However, it said global supply network pressures are expected to remain in place at least throughout 2022, with a significant increase in shipping and other logistics costs anticipated.
There was also an ongoing shortage of labour within the agribusiness sector.
Scales reconfirmed its forecast for 2022 of ebitda in a range of $62.0m to $67.0m.
Chair Tim Goodacre said Scales' diversified agribusiness strategy had underpinned record revenue and record underlying net profit, notwithstanding the effect of Covid-19 on global and domestic markets.
"In particular, the food ingredients division has recorded another outstanding result, partly aided by the growing demand for petfood together with its geographical and protein diversity," he said.

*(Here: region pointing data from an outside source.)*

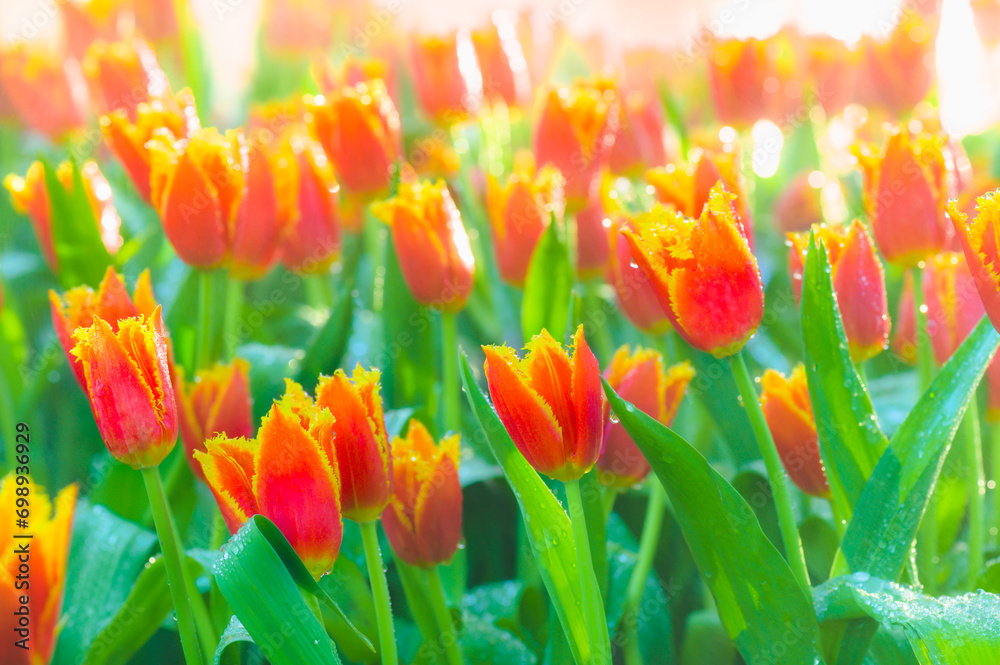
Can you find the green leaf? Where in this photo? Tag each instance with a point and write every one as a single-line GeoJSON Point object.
{"type": "Point", "coordinates": [941, 631]}
{"type": "Point", "coordinates": [549, 531]}
{"type": "Point", "coordinates": [759, 601]}
{"type": "Point", "coordinates": [888, 512]}
{"type": "Point", "coordinates": [548, 286]}
{"type": "Point", "coordinates": [849, 436]}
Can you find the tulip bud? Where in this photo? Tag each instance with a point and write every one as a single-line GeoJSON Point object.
{"type": "Point", "coordinates": [31, 197]}
{"type": "Point", "coordinates": [551, 404]}
{"type": "Point", "coordinates": [788, 411]}
{"type": "Point", "coordinates": [128, 379]}
{"type": "Point", "coordinates": [905, 194]}
{"type": "Point", "coordinates": [858, 282]}
{"type": "Point", "coordinates": [519, 211]}
{"type": "Point", "coordinates": [703, 272]}
{"type": "Point", "coordinates": [640, 378]}
{"type": "Point", "coordinates": [286, 474]}
{"type": "Point", "coordinates": [423, 521]}
{"type": "Point", "coordinates": [216, 402]}
{"type": "Point", "coordinates": [431, 243]}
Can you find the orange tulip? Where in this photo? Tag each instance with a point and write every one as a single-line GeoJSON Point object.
{"type": "Point", "coordinates": [906, 187]}
{"type": "Point", "coordinates": [446, 76]}
{"type": "Point", "coordinates": [78, 307]}
{"type": "Point", "coordinates": [636, 294]}
{"type": "Point", "coordinates": [36, 622]}
{"type": "Point", "coordinates": [431, 244]}
{"type": "Point", "coordinates": [358, 128]}
{"type": "Point", "coordinates": [314, 241]}
{"type": "Point", "coordinates": [196, 186]}
{"type": "Point", "coordinates": [638, 377]}
{"type": "Point", "coordinates": [686, 188]}
{"type": "Point", "coordinates": [788, 411]}
{"type": "Point", "coordinates": [982, 251]}
{"type": "Point", "coordinates": [128, 141]}
{"type": "Point", "coordinates": [31, 197]}
{"type": "Point", "coordinates": [551, 404]}
{"type": "Point", "coordinates": [128, 380]}
{"type": "Point", "coordinates": [286, 474]}
{"type": "Point", "coordinates": [519, 211]}
{"type": "Point", "coordinates": [47, 92]}
{"type": "Point", "coordinates": [858, 281]}
{"type": "Point", "coordinates": [423, 521]}
{"type": "Point", "coordinates": [575, 132]}
{"type": "Point", "coordinates": [703, 271]}
{"type": "Point", "coordinates": [216, 402]}
{"type": "Point", "coordinates": [501, 60]}
{"type": "Point", "coordinates": [123, 75]}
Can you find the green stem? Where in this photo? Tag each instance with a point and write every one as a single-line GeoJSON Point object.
{"type": "Point", "coordinates": [584, 561]}
{"type": "Point", "coordinates": [637, 582]}
{"type": "Point", "coordinates": [775, 472]}
{"type": "Point", "coordinates": [450, 415]}
{"type": "Point", "coordinates": [977, 488]}
{"type": "Point", "coordinates": [449, 640]}
{"type": "Point", "coordinates": [380, 594]}
{"type": "Point", "coordinates": [927, 536]}
{"type": "Point", "coordinates": [166, 532]}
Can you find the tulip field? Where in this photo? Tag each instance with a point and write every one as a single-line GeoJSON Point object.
{"type": "Point", "coordinates": [494, 345]}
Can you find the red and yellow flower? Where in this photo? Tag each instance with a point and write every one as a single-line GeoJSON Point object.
{"type": "Point", "coordinates": [638, 377]}
{"type": "Point", "coordinates": [858, 281]}
{"type": "Point", "coordinates": [789, 415]}
{"type": "Point", "coordinates": [550, 402]}
{"type": "Point", "coordinates": [703, 271]}
{"type": "Point", "coordinates": [431, 243]}
{"type": "Point", "coordinates": [423, 520]}
{"type": "Point", "coordinates": [127, 373]}
{"type": "Point", "coordinates": [216, 402]}
{"type": "Point", "coordinates": [51, 530]}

Scales' Mr Apple also benefited from diversification in terms of both markets and varieties.
While volumes were affected by weather and orchard redevelopment, it was aided by strong in-market pricing.
Scales had a net cash position of $82.1m at balance date.

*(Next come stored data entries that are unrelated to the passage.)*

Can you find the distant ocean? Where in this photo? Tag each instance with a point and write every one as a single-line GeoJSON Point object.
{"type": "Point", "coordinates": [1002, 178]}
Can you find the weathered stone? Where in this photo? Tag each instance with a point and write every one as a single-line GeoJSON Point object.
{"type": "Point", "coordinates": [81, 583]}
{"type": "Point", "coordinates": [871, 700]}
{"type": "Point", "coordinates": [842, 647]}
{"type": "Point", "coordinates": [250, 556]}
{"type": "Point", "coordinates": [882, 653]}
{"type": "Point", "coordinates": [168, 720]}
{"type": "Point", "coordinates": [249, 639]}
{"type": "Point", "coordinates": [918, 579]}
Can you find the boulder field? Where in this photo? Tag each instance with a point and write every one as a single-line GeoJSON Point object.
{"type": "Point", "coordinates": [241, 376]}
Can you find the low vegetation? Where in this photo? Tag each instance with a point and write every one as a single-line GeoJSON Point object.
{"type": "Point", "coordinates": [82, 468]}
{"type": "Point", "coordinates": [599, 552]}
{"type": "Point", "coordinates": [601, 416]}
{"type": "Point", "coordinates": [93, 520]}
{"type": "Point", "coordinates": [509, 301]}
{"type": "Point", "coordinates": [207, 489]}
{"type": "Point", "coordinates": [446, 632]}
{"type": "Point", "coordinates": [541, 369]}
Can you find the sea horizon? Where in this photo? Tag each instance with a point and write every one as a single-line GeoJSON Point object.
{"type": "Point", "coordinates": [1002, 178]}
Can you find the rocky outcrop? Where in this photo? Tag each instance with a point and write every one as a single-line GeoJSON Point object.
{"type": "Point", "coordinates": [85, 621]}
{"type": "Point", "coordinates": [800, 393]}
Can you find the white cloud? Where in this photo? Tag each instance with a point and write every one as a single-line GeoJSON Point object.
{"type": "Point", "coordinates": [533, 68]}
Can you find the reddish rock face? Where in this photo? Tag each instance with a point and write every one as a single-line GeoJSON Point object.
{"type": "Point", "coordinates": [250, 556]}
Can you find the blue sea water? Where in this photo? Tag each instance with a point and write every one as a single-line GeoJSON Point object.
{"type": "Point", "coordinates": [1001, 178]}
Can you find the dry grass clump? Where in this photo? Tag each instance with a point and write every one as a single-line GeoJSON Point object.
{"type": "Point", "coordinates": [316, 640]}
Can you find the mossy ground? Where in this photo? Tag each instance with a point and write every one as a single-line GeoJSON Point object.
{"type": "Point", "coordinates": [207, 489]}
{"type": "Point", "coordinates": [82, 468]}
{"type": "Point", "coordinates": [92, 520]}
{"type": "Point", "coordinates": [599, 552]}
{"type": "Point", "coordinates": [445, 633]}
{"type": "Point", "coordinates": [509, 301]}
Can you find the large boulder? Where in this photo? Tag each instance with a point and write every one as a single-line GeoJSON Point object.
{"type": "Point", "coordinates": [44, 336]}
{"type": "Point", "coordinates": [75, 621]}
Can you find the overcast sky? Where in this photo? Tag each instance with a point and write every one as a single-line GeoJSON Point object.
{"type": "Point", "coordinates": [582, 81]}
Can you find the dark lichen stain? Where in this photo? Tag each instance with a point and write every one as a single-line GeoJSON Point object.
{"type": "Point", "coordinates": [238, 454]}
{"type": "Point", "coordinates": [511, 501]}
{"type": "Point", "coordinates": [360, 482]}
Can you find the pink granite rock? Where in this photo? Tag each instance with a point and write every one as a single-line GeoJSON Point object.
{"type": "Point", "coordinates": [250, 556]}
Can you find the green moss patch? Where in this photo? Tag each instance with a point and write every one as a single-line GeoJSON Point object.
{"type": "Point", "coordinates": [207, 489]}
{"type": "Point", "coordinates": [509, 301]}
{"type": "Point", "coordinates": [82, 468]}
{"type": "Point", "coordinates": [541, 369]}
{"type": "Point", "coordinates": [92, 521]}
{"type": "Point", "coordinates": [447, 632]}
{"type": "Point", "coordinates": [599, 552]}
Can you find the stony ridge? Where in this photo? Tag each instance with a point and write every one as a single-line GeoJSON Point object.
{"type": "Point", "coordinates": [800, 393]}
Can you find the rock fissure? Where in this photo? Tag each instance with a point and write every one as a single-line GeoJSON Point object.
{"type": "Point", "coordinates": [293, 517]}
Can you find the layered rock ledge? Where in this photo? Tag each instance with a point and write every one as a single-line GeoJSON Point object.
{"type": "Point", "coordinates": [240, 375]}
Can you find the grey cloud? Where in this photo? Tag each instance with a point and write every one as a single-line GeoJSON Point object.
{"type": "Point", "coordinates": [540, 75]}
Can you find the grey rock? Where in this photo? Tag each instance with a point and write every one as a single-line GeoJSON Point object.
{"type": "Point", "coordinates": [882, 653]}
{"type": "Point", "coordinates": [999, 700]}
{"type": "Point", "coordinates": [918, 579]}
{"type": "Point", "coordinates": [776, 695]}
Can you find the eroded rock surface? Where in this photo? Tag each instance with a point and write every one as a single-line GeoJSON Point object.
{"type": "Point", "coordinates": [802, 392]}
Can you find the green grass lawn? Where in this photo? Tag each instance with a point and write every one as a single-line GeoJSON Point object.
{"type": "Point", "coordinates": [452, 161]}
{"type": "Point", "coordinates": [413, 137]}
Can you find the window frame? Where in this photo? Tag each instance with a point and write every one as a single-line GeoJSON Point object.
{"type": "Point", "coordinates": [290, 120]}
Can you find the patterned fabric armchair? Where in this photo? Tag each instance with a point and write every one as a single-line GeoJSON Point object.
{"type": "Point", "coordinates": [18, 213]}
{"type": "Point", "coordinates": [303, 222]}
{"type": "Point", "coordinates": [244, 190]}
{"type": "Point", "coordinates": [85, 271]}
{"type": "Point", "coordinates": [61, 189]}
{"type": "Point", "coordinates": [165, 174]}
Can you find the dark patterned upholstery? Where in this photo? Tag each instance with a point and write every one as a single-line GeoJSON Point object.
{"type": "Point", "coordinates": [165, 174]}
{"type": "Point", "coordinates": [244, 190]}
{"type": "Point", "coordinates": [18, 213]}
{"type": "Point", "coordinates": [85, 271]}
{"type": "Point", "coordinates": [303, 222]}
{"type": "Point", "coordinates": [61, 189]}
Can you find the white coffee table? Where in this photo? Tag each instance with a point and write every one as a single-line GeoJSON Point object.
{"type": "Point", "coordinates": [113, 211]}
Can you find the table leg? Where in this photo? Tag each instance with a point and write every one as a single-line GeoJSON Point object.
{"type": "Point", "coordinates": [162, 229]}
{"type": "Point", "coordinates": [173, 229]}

"This gives us security to invest in both organic and acquisitive growth opportunities," managing director Andy Borland said.
Horticulture's underlying ebitda was $39.1m, down slightly from $40.8m in the previous year.
Food ingredients generated underlying ebitda of $35.1m, up of 52 per cent, and well in excess of its long-run ebitda target of $25m.
Volumes of petfood ingredients sold increased by 29 per cent compared to 2020, reflecting a sustained growth in the global and domestic petfood market.
"The division continues to take advantage of its diversified geographical and protein supplies, which reduced the impact of Covid-19 on global supply chains," Scales said.
Logistics delivered underlying ebitda of $4.9m, an increase of 17 per cent, despite being impacted by global logistics pressures and increased costs.